The park features a community garden, a composting area, an herb garden, picnic tables and benches, a children's playground, a butterfly garden, and more than 180 trees. Longtime resident, artist, and park cofounder Dennis Haugh created the "Cinema Verde" mural, a work in progress that depicts the evolution of the park from wilderness, to factory, to industrial wasteland and, finally, to community park. Bees are used as a metaphor for their sense of community and industry to tell a story of the transformation of a post-industrial site to a green park. A second mural, "Cohocksink," was completed in 2006 and memorializes the (now filled-in) creek that was such a defining feature of the geography, industry, and history of Northern Liberties.
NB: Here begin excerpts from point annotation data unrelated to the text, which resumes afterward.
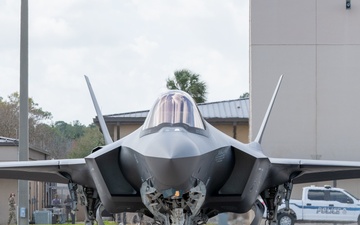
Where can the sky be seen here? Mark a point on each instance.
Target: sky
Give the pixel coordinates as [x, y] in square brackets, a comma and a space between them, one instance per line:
[127, 48]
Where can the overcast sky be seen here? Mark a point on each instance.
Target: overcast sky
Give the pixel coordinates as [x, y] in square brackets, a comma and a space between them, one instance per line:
[127, 48]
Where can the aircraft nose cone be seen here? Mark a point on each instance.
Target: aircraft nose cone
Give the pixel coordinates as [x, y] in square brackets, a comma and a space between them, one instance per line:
[173, 173]
[175, 161]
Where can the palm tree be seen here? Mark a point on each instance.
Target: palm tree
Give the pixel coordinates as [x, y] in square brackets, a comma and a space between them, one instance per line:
[188, 81]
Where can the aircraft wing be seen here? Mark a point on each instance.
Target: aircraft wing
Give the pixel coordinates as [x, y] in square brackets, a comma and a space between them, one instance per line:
[305, 171]
[58, 171]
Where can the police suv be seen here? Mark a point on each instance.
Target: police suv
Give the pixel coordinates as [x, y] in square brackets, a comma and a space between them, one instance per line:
[321, 204]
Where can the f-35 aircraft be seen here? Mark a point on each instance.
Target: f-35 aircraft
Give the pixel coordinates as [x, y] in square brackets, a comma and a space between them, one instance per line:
[178, 169]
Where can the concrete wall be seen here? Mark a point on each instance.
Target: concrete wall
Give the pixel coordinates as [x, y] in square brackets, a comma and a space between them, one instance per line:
[316, 45]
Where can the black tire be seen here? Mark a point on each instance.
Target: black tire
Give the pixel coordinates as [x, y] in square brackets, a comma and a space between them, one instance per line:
[285, 219]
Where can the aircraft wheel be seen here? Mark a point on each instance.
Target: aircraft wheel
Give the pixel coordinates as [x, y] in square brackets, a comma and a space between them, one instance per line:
[285, 219]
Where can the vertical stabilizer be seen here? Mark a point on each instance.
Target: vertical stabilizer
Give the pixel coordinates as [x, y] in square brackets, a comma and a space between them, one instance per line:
[103, 126]
[266, 117]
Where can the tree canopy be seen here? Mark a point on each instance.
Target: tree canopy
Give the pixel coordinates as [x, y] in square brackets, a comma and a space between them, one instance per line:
[189, 82]
[59, 139]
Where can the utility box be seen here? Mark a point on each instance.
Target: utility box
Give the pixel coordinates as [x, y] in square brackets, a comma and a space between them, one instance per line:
[43, 217]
The transformation of Liberty Lands rallied the neighborhood, forging a cohesive sense of community and providing a public meeting and recreation space. The park that was born out of a failed condo development has in fact played a major role in redefining the neighborhood and attracting new residents and developments in the past 10 years. The NLNA owns and operates Liberty Lands Park and sponsors a full schedule of community events. A tribute to its community character and aesthetic appeal, Liberty Lands Park has been named one of America's "Great Public Spaces" by Projects for Public Spaces, a nonprofit group that works with communities to build sustainable public spaces all over the United States and the world.